Kyle Henry’s nonfiction film “Time Passages” is a quasi-experimental work in which the filmmaker grapples with his mother’s decline from dementia, reconstructing his own life and the formation of his personality as he tells the story. I haven’t seen anything quite like it before. That alone makes it worth seeing, as long as you accept the proposition that a movie like this is unique, in some ways beyond genre labels, and feeling its way towards the right flow and shape as it goes.
At its best, “Time Passages” becomes one of those movies that makes a reviewer wish the star rating could be suspended for certain titles. You could reasonably argue that parts of it don’t “work” in any conventional sense, and it sometimes lacks focus. Despite a deep archive of family records, including reel-to-reel audio recordings and home movies shot on film, it sometimes seems there isn’t enough firsthand interactive material documenting the filmmaker’s direct interactions with his mother, Elaine, to keep the focus on her. And so Henry’s own autobiography (including ruminations on his emotionally and politically conservative upbringing in the American South, his status as the youngest of five siblings, and his coming out as a gay man) takes center stage a lot. That is not in itself a bad strategy, just one that substitutes a movie you’ve likely seen before for one you likely haven’t. But the movie you haven’t seen is amazing.
Henry, a film professor by day, has taken the struggle to sift and organize his raw material and structure it into a coherent narrative and turned it into part of the experience of watching the movie. He has a performer’s instinct and often presents material as if we were watching a stage play in a “black box” theater, where the actors have minimal props and no backdrops. The first sequence in the movie shows Henry holding canvases of varying sizes against himself as he projects home movie footage onto them, visualizing the idea that his mother’s memories have become his own by virtue of having been recorded, preserved, and played. There’s also the simpler idea that our parents’ lives are encoded within us.
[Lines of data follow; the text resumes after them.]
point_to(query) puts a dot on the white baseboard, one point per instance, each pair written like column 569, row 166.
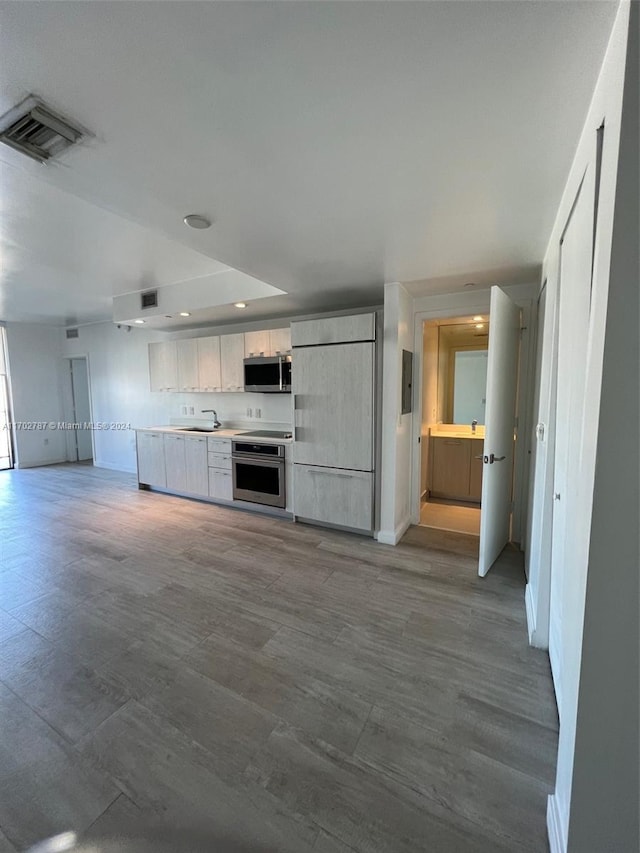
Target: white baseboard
column 392, row 537
column 554, row 826
column 531, row 613
column 40, row 464
column 112, row 466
“Time Passages” is filled with many such scenes. When it’s in this investigative/archival mode, it’s about as personal and uncategorizable as movies get. The struggle to figure out whether a piece of data “fits” into the story and might connect emotionally with the viewer, or is interesting only to Henry for his own private or familial reasons, shows in moments where we hear Elaine speaking on one of the audio recordings, but we are looking at a series of disconnected family photos or mementos. It’s as if a historian is going through an archive for the first time and doesn’t always know what they’ve just pulled out of a box.
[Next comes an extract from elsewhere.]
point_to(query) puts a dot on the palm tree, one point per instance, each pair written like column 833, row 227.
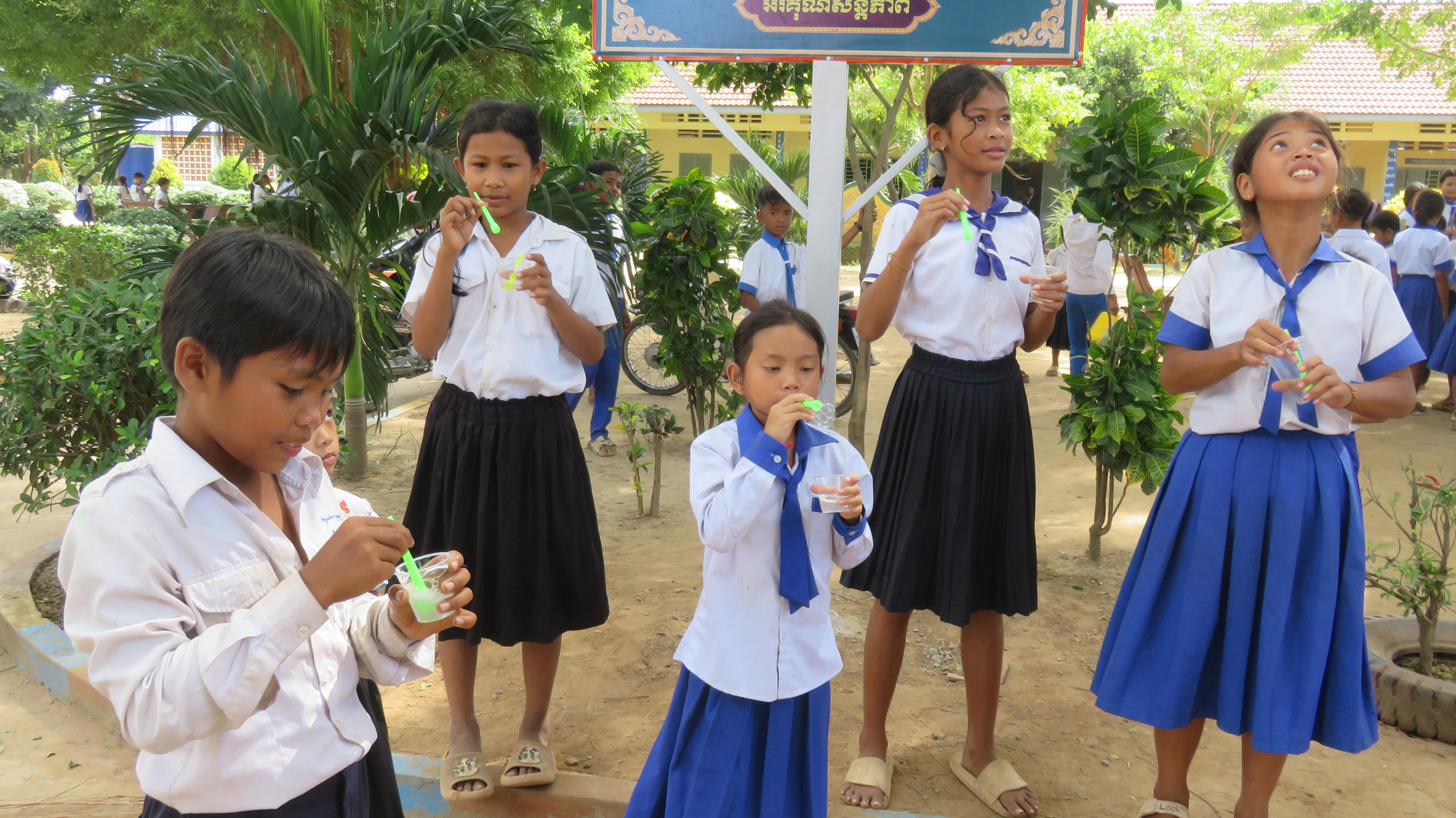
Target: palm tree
column 353, row 118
There are long sections where the movie seems to have no idea how to solve a new problem, tell a story for which inadequate (or zero) visual or audio material exists, or connect the stories of the mother, the father, the son, and other important figures. There’s also an ongoing sub-thread about the Kodak corporation that never convincingly merges with everything else—but, paradoxically, it does feel relevant to the project, at least in terms of contrasting the idealized imagery presented in Kodak Motion Picture Film ads and the messy realities of real people’s lives, as well as the fact that artistic formats, corporations, and institutions decline and die, too.
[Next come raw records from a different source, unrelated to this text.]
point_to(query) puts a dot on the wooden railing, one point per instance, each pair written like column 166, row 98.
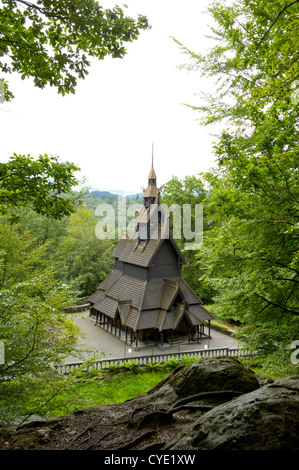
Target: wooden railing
column 155, row 358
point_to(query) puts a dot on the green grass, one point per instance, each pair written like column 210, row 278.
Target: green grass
column 103, row 388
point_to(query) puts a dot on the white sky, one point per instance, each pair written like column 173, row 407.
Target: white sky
column 108, row 126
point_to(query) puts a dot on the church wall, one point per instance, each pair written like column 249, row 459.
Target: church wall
column 138, row 272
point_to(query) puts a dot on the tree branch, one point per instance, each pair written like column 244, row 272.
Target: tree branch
column 270, row 27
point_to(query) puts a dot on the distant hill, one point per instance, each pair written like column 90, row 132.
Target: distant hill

The editing, by Karen Skloss and Abbigail Vandersnick (who also shot the movie), is functional and purposeful but also expressive, somehow communicating the feeling of chaos being collected and dumped into a container marked “order” but spilling over the top anyway. Only those suffering from dementia can know what the experience is like. Still, I would imagine that this movie’s more lyrical and intuitive moments approximate the struggles and burdens of a person in that state. It rings true. A word springs to mind: inchoate, which means a thing “only partly in existence or operation: incipient; especially: imperfectly formed or formulated.” This is an inchoate movie, inevitably so, and heroic for embracing a challenge that it might not be possible to master.